Los yihadistas bebían alcohol
Su primo Jalal Jalil tuvo menos suerte. «Daésh prendió fuego a mi tienda, saqueó mi casa, borró todos los logotipos de licores del escaparate de los comercios, invocando los valores del islam», dice llorando. Dáesh es un acrónimo en árabe del EI.
«Pero cuando volvimos, encontramos en las casas latas de cerveza, botellas de alcohol abiertas recientemente, cajetillas de cigarrillos … ¡Los yihadistas bebían y fumaban!», cuenta Wisam.
A unos cientos de metros de allí, Basam Abdel Mahmud tiene una tienda con productos de primera necesidad, «pero el alcohol representa más del 50% de las ventas», declara.
Pese a las temperaturas glaciales y a la clientela escasa, los dos comercios abren hasta las 8 de la noche, todos los días.
Los habitantes intentan adaptarse a su nueva vida en esta ciudad fantasmal.

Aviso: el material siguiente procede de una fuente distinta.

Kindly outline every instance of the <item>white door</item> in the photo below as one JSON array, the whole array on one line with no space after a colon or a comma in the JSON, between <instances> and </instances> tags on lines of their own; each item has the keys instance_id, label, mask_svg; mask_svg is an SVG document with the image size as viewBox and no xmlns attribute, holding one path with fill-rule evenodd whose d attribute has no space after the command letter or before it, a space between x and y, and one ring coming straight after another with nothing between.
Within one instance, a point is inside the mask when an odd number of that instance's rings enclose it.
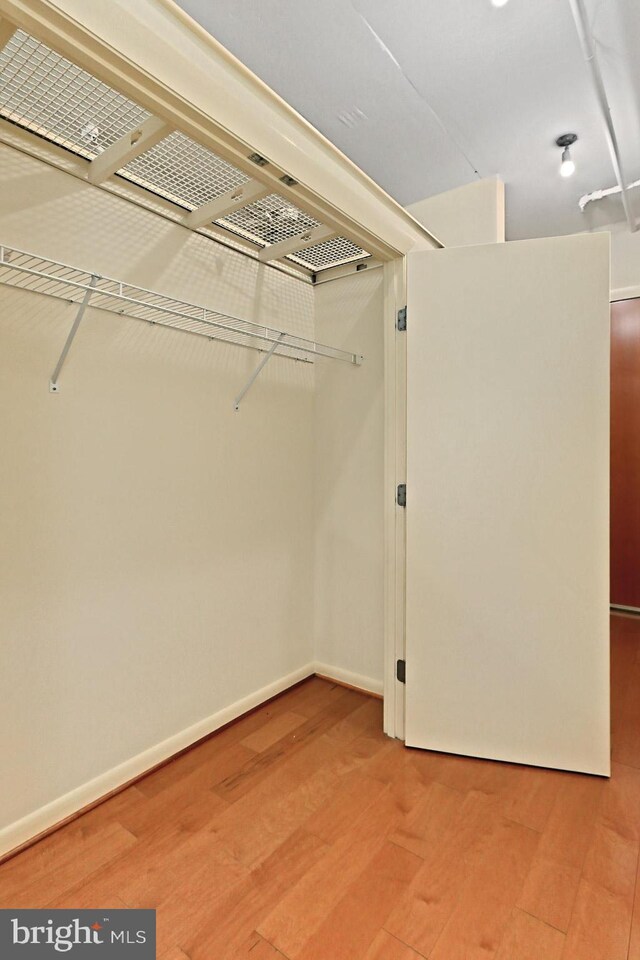
<instances>
[{"instance_id":1,"label":"white door","mask_svg":"<svg viewBox=\"0 0 640 960\"><path fill-rule=\"evenodd\" d=\"M409 746L609 773L608 242L409 256Z\"/></svg>"}]
</instances>

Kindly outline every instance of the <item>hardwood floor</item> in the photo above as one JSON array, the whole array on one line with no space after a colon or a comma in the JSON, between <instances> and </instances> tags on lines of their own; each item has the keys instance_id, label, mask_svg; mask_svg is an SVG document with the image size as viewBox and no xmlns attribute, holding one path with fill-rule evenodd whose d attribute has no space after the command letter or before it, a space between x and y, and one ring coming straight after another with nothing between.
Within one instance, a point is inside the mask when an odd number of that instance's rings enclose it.
<instances>
[{"instance_id":1,"label":"hardwood floor","mask_svg":"<svg viewBox=\"0 0 640 960\"><path fill-rule=\"evenodd\" d=\"M610 780L381 726L309 680L0 866L0 908L154 907L161 960L640 960L640 620Z\"/></svg>"}]
</instances>

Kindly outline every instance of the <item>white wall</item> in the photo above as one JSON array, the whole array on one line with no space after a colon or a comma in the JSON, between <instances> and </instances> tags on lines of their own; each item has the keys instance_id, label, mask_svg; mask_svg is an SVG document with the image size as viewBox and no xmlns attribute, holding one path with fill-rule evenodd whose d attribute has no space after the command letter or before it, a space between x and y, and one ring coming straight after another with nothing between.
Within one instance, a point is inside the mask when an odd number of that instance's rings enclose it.
<instances>
[{"instance_id":1,"label":"white wall","mask_svg":"<svg viewBox=\"0 0 640 960\"><path fill-rule=\"evenodd\" d=\"M383 272L316 287L317 339L363 353L318 364L315 649L319 669L382 691L384 655Z\"/></svg>"},{"instance_id":2,"label":"white wall","mask_svg":"<svg viewBox=\"0 0 640 960\"><path fill-rule=\"evenodd\" d=\"M312 335L308 284L6 147L0 181L2 243ZM75 311L0 287L0 828L313 660L314 367L235 413L259 354L89 310L51 395Z\"/></svg>"},{"instance_id":3,"label":"white wall","mask_svg":"<svg viewBox=\"0 0 640 960\"><path fill-rule=\"evenodd\" d=\"M640 297L640 230L627 223L604 228L611 233L611 295L613 299Z\"/></svg>"},{"instance_id":4,"label":"white wall","mask_svg":"<svg viewBox=\"0 0 640 960\"><path fill-rule=\"evenodd\" d=\"M504 240L504 185L478 183L407 208L448 246ZM315 401L315 655L333 676L382 691L384 663L383 273L315 290L316 336L364 353L319 364Z\"/></svg>"},{"instance_id":5,"label":"white wall","mask_svg":"<svg viewBox=\"0 0 640 960\"><path fill-rule=\"evenodd\" d=\"M496 177L418 200L407 210L445 247L504 241L504 183Z\"/></svg>"}]
</instances>

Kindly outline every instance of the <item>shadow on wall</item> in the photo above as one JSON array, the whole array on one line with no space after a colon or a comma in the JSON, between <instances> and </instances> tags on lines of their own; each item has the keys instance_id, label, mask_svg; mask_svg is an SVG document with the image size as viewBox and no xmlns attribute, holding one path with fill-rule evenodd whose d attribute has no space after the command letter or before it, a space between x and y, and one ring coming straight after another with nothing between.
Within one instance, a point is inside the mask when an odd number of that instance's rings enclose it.
<instances>
[{"instance_id":1,"label":"shadow on wall","mask_svg":"<svg viewBox=\"0 0 640 960\"><path fill-rule=\"evenodd\" d=\"M318 428L331 431L331 455L340 467L329 471L333 485L340 482L352 463L370 478L383 476L382 280L382 270L375 270L318 288L318 339L365 357L361 367L319 363L316 371L316 404L324 411ZM329 441L329 436L326 439ZM368 461L366 467L363 458ZM331 498L332 487L321 490L320 507L323 498Z\"/></svg>"},{"instance_id":2,"label":"shadow on wall","mask_svg":"<svg viewBox=\"0 0 640 960\"><path fill-rule=\"evenodd\" d=\"M304 280L1 146L0 181L0 242L313 339Z\"/></svg>"},{"instance_id":3,"label":"shadow on wall","mask_svg":"<svg viewBox=\"0 0 640 960\"><path fill-rule=\"evenodd\" d=\"M37 365L36 389L42 387L48 391L49 378L77 315L78 304L5 285L0 285L0 294L3 299L0 340L19 329L25 370ZM95 369L98 350L99 369ZM113 389L117 389L122 372L133 372L141 362L151 361L157 375L162 377L164 394L174 392L173 383L176 377L179 382L185 370L194 377L204 375L211 378L212 403L215 394L218 407L220 394L225 394L228 412L237 418L239 414L233 410L233 400L262 356L249 348L189 336L145 320L89 307L61 374L61 392L68 387L74 392L80 389L86 393L85 399L91 401L96 382L88 380L83 370L88 357L94 376L107 379ZM278 397L281 405L296 403L301 395L313 390L316 365L273 357L252 387L252 394L244 401L242 413L246 415L248 411L252 421L260 415L257 408L263 387L269 391L277 388L276 394L270 393L271 402Z\"/></svg>"}]
</instances>

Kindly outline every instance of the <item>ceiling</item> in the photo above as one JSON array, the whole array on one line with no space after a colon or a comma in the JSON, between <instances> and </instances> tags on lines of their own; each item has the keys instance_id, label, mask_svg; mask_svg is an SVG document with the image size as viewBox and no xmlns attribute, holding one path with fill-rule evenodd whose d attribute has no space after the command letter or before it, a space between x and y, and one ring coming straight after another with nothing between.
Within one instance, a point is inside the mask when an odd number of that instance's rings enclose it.
<instances>
[{"instance_id":1,"label":"ceiling","mask_svg":"<svg viewBox=\"0 0 640 960\"><path fill-rule=\"evenodd\" d=\"M567 0L178 0L406 205L499 176L509 239L624 219ZM638 0L586 0L628 181L640 178ZM576 132L559 176L555 138ZM640 214L640 189L631 192Z\"/></svg>"}]
</instances>

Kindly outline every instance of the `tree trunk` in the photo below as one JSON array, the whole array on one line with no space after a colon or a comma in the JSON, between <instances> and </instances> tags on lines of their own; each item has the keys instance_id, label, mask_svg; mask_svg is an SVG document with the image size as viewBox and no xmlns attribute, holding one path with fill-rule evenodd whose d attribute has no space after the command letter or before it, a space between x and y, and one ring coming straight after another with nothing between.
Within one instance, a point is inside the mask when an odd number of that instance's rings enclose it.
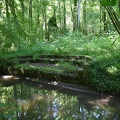
<instances>
[{"instance_id":1,"label":"tree trunk","mask_svg":"<svg viewBox=\"0 0 120 120\"><path fill-rule=\"evenodd\" d=\"M11 13L13 14L14 18L16 19L17 16L16 16L16 11L15 11L15 1L14 0L9 1L9 6L11 9Z\"/></svg>"},{"instance_id":2,"label":"tree trunk","mask_svg":"<svg viewBox=\"0 0 120 120\"><path fill-rule=\"evenodd\" d=\"M102 11L102 18L103 18L103 30L104 32L107 32L107 14L106 14L106 11L105 9Z\"/></svg>"},{"instance_id":3,"label":"tree trunk","mask_svg":"<svg viewBox=\"0 0 120 120\"><path fill-rule=\"evenodd\" d=\"M24 0L20 0L21 8L22 8L22 20L24 22L25 18L25 5L24 5Z\"/></svg>"},{"instance_id":4,"label":"tree trunk","mask_svg":"<svg viewBox=\"0 0 120 120\"><path fill-rule=\"evenodd\" d=\"M78 30L80 30L80 0L78 0L78 21L77 21Z\"/></svg>"},{"instance_id":5,"label":"tree trunk","mask_svg":"<svg viewBox=\"0 0 120 120\"><path fill-rule=\"evenodd\" d=\"M32 0L29 1L29 32L32 30Z\"/></svg>"},{"instance_id":6,"label":"tree trunk","mask_svg":"<svg viewBox=\"0 0 120 120\"><path fill-rule=\"evenodd\" d=\"M17 27L17 30L18 30L18 33L19 33L19 35L21 36L24 36L24 37L26 37L27 36L27 34L25 33L25 31L22 29L22 27L20 26L20 24L19 24L19 21L17 20L17 15L16 15L16 11L15 11L15 1L14 0L11 0L10 2L9 2L9 6L10 6L10 10L11 10L11 13L12 13L12 15L13 15L13 20L15 21L15 23L16 23L16 27Z\"/></svg>"},{"instance_id":7,"label":"tree trunk","mask_svg":"<svg viewBox=\"0 0 120 120\"><path fill-rule=\"evenodd\" d=\"M59 23L60 23L60 26L59 28L61 29L62 28L62 19L61 19L61 2L58 1L58 4L59 4Z\"/></svg>"},{"instance_id":8,"label":"tree trunk","mask_svg":"<svg viewBox=\"0 0 120 120\"><path fill-rule=\"evenodd\" d=\"M0 3L0 16L1 16L1 12L2 12L2 3Z\"/></svg>"},{"instance_id":9,"label":"tree trunk","mask_svg":"<svg viewBox=\"0 0 120 120\"><path fill-rule=\"evenodd\" d=\"M86 18L86 0L84 0L84 3L83 3L83 34L87 34L87 18Z\"/></svg>"},{"instance_id":10,"label":"tree trunk","mask_svg":"<svg viewBox=\"0 0 120 120\"><path fill-rule=\"evenodd\" d=\"M64 6L63 6L63 8L64 8L64 29L66 29L66 6L65 6L65 0L64 0Z\"/></svg>"},{"instance_id":11,"label":"tree trunk","mask_svg":"<svg viewBox=\"0 0 120 120\"><path fill-rule=\"evenodd\" d=\"M77 0L74 0L74 11L73 11L73 31L77 28Z\"/></svg>"},{"instance_id":12,"label":"tree trunk","mask_svg":"<svg viewBox=\"0 0 120 120\"><path fill-rule=\"evenodd\" d=\"M102 33L102 6L100 5L100 34Z\"/></svg>"},{"instance_id":13,"label":"tree trunk","mask_svg":"<svg viewBox=\"0 0 120 120\"><path fill-rule=\"evenodd\" d=\"M43 4L43 31L44 32L44 37L45 39L49 40L49 31L48 31L48 25L47 25L47 10L46 10L46 7L47 7L47 3L42 3Z\"/></svg>"},{"instance_id":14,"label":"tree trunk","mask_svg":"<svg viewBox=\"0 0 120 120\"><path fill-rule=\"evenodd\" d=\"M8 20L10 18L8 0L5 0L5 5L6 5L6 17Z\"/></svg>"},{"instance_id":15,"label":"tree trunk","mask_svg":"<svg viewBox=\"0 0 120 120\"><path fill-rule=\"evenodd\" d=\"M47 27L47 14L46 14L46 8L45 8L45 13L44 13L44 22L45 22L45 36L48 34L48 27ZM49 39L49 37L48 37Z\"/></svg>"}]
</instances>

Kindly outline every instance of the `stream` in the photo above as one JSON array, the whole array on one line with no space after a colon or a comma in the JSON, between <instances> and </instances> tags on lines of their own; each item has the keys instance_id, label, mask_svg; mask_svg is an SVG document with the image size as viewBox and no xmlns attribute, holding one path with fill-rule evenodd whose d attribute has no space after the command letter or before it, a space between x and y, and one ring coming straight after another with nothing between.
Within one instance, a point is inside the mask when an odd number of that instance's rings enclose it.
<instances>
[{"instance_id":1,"label":"stream","mask_svg":"<svg viewBox=\"0 0 120 120\"><path fill-rule=\"evenodd\" d=\"M120 120L120 97L2 76L0 120Z\"/></svg>"}]
</instances>

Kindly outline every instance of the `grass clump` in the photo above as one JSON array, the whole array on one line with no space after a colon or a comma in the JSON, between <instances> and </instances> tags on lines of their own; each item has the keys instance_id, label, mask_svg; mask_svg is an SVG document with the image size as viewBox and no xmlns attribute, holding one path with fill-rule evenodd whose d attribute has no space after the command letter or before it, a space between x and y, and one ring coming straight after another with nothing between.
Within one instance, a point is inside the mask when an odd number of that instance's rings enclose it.
<instances>
[{"instance_id":1,"label":"grass clump","mask_svg":"<svg viewBox=\"0 0 120 120\"><path fill-rule=\"evenodd\" d=\"M16 69L37 70L45 73L67 74L77 71L77 67L69 62L58 62L54 65L39 66L30 63L18 64L13 66Z\"/></svg>"}]
</instances>

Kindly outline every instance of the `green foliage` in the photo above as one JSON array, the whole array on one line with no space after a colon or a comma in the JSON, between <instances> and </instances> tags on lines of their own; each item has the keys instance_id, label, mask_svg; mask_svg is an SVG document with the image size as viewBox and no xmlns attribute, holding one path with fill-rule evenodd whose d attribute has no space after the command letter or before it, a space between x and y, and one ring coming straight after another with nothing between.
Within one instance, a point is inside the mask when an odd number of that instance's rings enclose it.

«Vimos decenas de cadáveres de yihadistas en las calles. Dáesh colocó bombas en nuestras casas, destruyó nuestros lugares de culto. Las paredes estaban llenas de grafitis a la gloria del EI», cuenta con amargura Jalal Jalil.
Gran parte de las viviendas también se derrumbaron por los bombardeos de la aviación de la coalición internacional dirigida por Estados Unidos, que ayuda a las fuerzas iraquíes a expulsar al EI de Mosul, su último gran feudo en Irak, y del resto del país.
Pósteres eróticos
En las calles semidesérticas un tractor que transporta una cisterna vende agua, varias pancartas proponen un servicio de desescombro y limpieza de las casas y los jóvenes pintan de blanco y amarillo los bordes de las aceras.
«Somos de Bashiqa pero todavía vivimos en el pueblo vecino en el que nos refugiamos hace año y medio», afirma Murad Jairy, un estudiante de arquitectura.
«Venimos con un grupo de amigos todos los viernes (primer día de fin de semana en Irak) para ocuparnos de nuestra ciudad», dice, con una sonrisa, mientras borra con pintura blanca los lemas del EI.
Es mediodía. Los primeros clientes llegan a la tienda de Wisam.
Nazar Amer se ha instalado con sus padres en Bashiqa hace una semana. Compra seis latas de cerveza para compartirlas con sus primos y amigos.
El adolescente, de 15 años, se fija en tres pósteres colgados en la puerta de la tienda. Representan a tres chicas provocativas posando casi desnudas con cervezas.
«Estos pósteres, ¡Dáesh evitó destruirlos!», le dice Wisam con una sonrisa sarcástica.